L’un des enjeux du reboot sera d’intégrer cette voix off dans le cadre d’un compte Instagram, qui remplacera les notifications reçues par les personnages sur leur Blackberry. Il y aura aussi beaucoup de clichés et de tropes à déconstruire, notamment le fait que les seuls personnages racisés dans la série étaient pétris de clichés… Celui de Vanessa, la meilleure amie noire de Dan, devenait ainsi au fil des saisons de plus en plus méchante.
Dans un article pour Flipscreened, Nia Lee considère que « montrer le seul personnage noir comme antipathique dans une série comptant une majorité de personnages blancs, c’est un choix politique, même si ce n’était pas l’intention des showrunners. » Cette dernière suggère au reboot de s’inspirer de l’un des succès critiques de HBO, Succession, qui a su faire la critique d’une famille blanche et riche en analysant ses privilèges.

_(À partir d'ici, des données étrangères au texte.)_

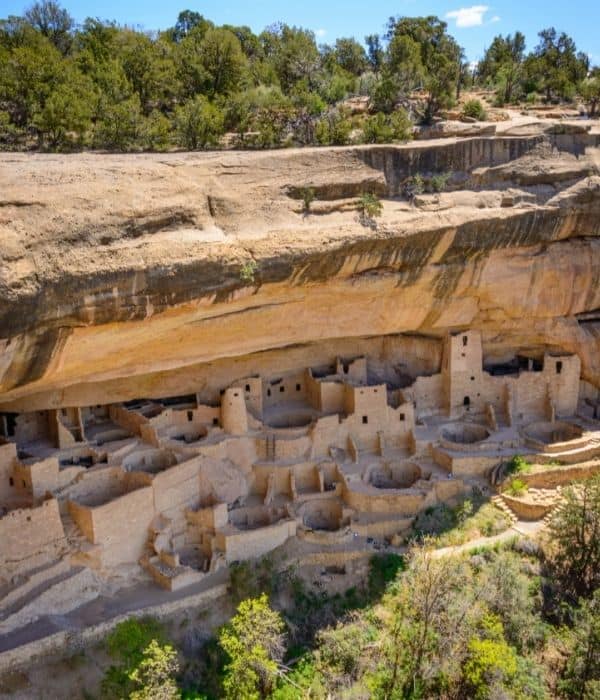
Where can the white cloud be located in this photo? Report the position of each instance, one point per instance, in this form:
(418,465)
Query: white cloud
(468,16)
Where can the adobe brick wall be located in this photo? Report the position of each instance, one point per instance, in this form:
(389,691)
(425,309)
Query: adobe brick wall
(27,532)
(8,458)
(248,544)
(121,526)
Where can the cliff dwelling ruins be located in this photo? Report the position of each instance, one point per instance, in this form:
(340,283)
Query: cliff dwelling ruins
(352,449)
(195,372)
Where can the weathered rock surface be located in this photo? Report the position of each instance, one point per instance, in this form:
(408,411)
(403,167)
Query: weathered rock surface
(120,275)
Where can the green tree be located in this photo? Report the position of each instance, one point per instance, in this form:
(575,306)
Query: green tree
(426,627)
(581,676)
(574,541)
(375,51)
(199,124)
(53,21)
(148,67)
(590,90)
(127,644)
(556,64)
(502,65)
(254,643)
(120,125)
(67,112)
(333,129)
(350,56)
(294,54)
(491,664)
(423,55)
(382,128)
(187,21)
(223,61)
(154,677)
(27,75)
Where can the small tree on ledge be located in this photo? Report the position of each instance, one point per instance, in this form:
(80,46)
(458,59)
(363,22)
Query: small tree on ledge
(370,207)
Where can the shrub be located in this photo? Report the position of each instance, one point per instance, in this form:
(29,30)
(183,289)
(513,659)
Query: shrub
(307,194)
(439,183)
(199,123)
(383,569)
(248,271)
(129,644)
(474,109)
(370,206)
(517,487)
(414,185)
(517,465)
(254,642)
(382,128)
(334,128)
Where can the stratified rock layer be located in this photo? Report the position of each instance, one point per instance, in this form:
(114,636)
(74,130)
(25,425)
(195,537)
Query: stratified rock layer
(122,276)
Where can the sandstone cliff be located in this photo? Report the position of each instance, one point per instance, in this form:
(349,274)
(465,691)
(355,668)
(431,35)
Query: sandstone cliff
(120,276)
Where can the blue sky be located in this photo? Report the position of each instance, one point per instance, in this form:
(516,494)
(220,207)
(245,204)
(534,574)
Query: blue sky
(474,23)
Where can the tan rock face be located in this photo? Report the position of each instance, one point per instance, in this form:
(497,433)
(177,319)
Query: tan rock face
(121,276)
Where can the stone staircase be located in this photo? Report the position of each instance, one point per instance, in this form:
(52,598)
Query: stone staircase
(81,550)
(500,503)
(55,596)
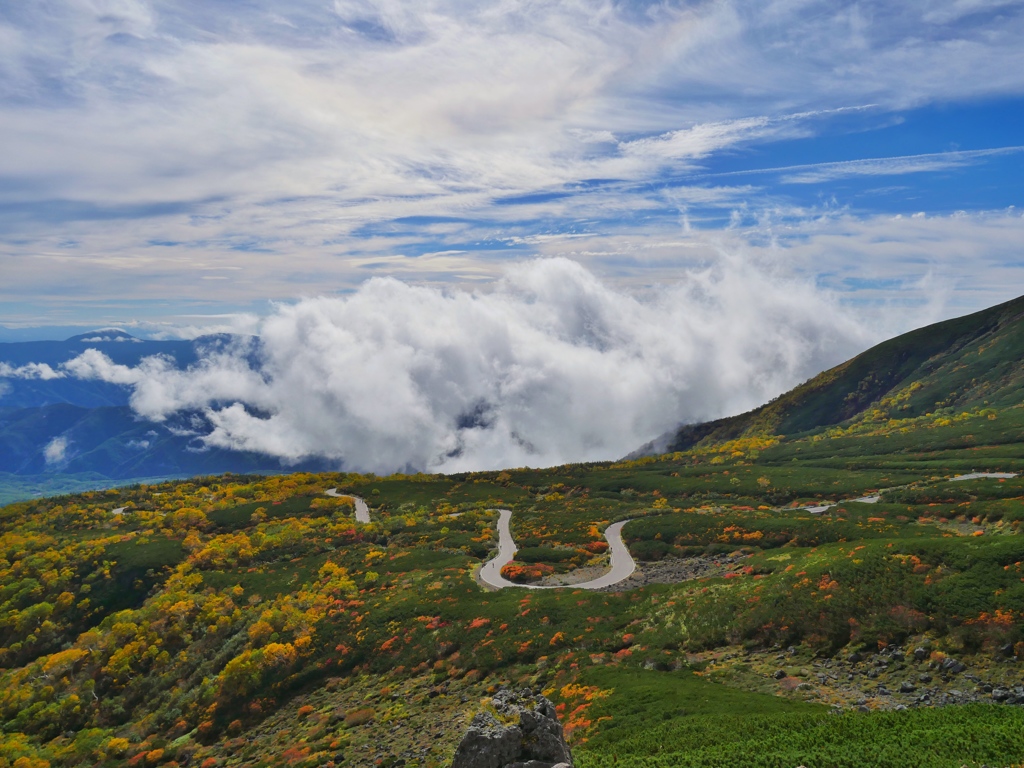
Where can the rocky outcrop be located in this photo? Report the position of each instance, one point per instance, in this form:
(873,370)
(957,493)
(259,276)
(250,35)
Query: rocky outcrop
(521,731)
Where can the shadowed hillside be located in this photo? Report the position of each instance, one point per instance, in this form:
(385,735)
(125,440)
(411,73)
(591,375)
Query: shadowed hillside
(970,361)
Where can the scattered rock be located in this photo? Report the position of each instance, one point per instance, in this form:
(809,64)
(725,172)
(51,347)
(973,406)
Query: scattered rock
(952,666)
(522,732)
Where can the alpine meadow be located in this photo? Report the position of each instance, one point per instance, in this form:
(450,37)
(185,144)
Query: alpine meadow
(511,384)
(836,579)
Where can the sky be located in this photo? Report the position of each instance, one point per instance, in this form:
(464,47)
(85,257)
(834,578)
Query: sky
(180,167)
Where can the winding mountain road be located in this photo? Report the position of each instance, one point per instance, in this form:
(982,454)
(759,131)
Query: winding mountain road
(622,561)
(361,510)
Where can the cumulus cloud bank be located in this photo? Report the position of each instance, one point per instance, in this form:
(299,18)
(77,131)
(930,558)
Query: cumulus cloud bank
(549,365)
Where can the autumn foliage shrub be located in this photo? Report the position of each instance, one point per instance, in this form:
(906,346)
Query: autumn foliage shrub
(358,717)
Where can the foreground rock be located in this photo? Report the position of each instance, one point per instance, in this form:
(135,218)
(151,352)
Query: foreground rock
(522,731)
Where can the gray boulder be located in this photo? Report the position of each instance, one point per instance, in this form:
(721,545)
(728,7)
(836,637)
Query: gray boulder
(525,733)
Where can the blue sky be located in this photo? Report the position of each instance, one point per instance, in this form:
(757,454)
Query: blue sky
(177,166)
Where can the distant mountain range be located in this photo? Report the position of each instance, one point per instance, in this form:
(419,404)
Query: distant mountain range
(970,361)
(59,433)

Sur les questions de consentement, de sexualité, de féminisme, la nouvelle Gossip Girl aura beaucoup à faire : « On ne peut plus faire une série pour ado comme on la faisait à l’époque » conclut Anaïs Le Fèvre-Berthelot.
Quoi qu’il en soit, rendez-vous est pris le 8 juillet. Sans serre-tête et sans Lady Gaga, mais avec cette même envie de débriefer. XOXO…
Gossip Girl, le reboot, sera diffusé en France sur Warner TV.